Sinora, sono solamente due i diplomatici hi-tech nominati ufficialmente dai loro stati. C'è da dire, però, che il loro ruolo e le loro funzioni – così come la loro "residenza" – sono estremamente differenti. Come già detto, il primo tecno-diplomatico al mondo è Casper Klynge, danese "trapiantato" nella Silicon Valley e operativo dalla seconda metà del 2017. Le sue funzioni, come già accennato, non differiscono molto rispetto a quelle svolte in passato: a cambiare sono stati gli interlocutori.

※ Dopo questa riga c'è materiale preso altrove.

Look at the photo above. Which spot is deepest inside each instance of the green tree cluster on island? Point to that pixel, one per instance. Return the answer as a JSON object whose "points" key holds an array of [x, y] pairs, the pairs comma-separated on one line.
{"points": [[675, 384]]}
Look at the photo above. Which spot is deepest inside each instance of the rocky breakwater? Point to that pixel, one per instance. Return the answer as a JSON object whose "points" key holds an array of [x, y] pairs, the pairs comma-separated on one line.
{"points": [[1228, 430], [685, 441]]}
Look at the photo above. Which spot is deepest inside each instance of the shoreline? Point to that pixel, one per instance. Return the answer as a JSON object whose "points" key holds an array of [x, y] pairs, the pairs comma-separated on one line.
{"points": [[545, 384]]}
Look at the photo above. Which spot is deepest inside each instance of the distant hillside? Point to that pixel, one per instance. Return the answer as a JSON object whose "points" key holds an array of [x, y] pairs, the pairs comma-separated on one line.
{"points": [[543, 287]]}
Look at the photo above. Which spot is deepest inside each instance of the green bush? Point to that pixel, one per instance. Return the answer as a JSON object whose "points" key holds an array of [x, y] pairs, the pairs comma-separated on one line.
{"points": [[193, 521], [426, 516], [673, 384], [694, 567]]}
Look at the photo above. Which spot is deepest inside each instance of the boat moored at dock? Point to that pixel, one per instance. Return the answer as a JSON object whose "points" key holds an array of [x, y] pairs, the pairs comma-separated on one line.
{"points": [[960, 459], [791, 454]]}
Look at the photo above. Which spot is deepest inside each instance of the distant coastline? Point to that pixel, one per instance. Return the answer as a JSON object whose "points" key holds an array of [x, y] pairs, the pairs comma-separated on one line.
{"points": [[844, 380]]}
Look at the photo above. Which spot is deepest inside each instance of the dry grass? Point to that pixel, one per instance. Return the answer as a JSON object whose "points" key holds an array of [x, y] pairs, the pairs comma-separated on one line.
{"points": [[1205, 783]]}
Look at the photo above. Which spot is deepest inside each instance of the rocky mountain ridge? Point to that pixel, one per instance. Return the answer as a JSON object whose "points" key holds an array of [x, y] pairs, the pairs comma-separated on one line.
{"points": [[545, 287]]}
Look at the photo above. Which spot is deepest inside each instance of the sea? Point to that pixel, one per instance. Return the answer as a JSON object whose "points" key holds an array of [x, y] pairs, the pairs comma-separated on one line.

Oggi Klynge si trova a relazionarsi con i rappresentanti di Microsoft, Google, Facebook e decine di altre aziende, con le quali discute di tematiche inerenti la legislazione e tassazione dei vari settori nelle quali operano, ma non solo.

Da inizio 2018 è comparso sulla scena anche il secondo ambasciatore hi-tech, nominato anche in questo caso da una nazione dell'Unione Europea. Si tratta del francese David Martinon, ambasciatore per il digitale che ha ricevuto dal Presidente Macron l'incarico di combattere il cyberterrorismo. Insomma, un esperto di diplomazia e cyber warfare che giocherà un ruolo molto delicato nel difendere i confini digitali del Paese transalpino. A differenza di Klynge, Martinon non vive nella Silicon Valley, ma ha mantenuto la sua residenza a Parigi. Diversi anche ruolo e funzioni: come spiega l'ambasciatore per il digitale, il suo compito è rappresentare la Francia presso le Nazioni Unite su temi quali sicurezza informatica e cyberterrorismo, oltre a intrattenere rapporti con rappresentanti dell'ICANN e dell'International Telecommunication Union. Insomma, funzioni (e scopi) alquanto differenti rispetto a quelli del collega danese.